L’objectif de l’herméneutique est celui de mettre à disposition une meilleure compréhension et illustrer les diverses évolutions que l’Islam et son interprétation du Coran ont appréhendé du VIIe siècle jusqu’à aujourd’hui. L’interprétation permet de rapprocher le message véhiculé d’autrefois jusqu’à nos jours, elle rend contemporain le discours religieux par une réappropriation sémiologique des significations coraniques qui apparaissent comme distantes, voire étrangères historiquement et culturellement. L’herméneutique permet de transférer les Textes anciens dans une situation culturelle moderne. L’interprétation engendrée par cette science est en réalité une traduction de la signification d’un contexte culturel à un autre en fonction de certaines règles qui codifient et gardent l’équivalence de sens. La difficulté d’appropriation du Coran ne se trouve pas dans les textes sacrés, qui ne peuvent pas être changés, mais dans la lecture et l’interprétation que chacun en fait.

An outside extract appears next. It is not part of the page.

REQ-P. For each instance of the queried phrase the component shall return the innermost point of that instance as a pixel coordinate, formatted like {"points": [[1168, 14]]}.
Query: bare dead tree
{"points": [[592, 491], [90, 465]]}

En fonction de la méthodologie (commentaires par la tradition, spéculatifs ou symboliques), de leurs centres d’intérêt personnels (histoire, philologie, grammaire, droit, théologie, science, politique, etc.) ou leurs appartenances doctrinales (sunnisme, chiisme, soufisme, mu’tazilisme), le travail herméneutique a emprunté de nombreuses voies. Il est indéniable que l’essor des sciences modernes a largement contribué au travail herméneutique.

Beaucoup sont ceux qui se questionnent et se sont interpellés sur les interprétations controversées auxquelles fait face le Coran. Au final, tout dépend des critères que certains intellectuels vont privilégier par rapport à d’autres.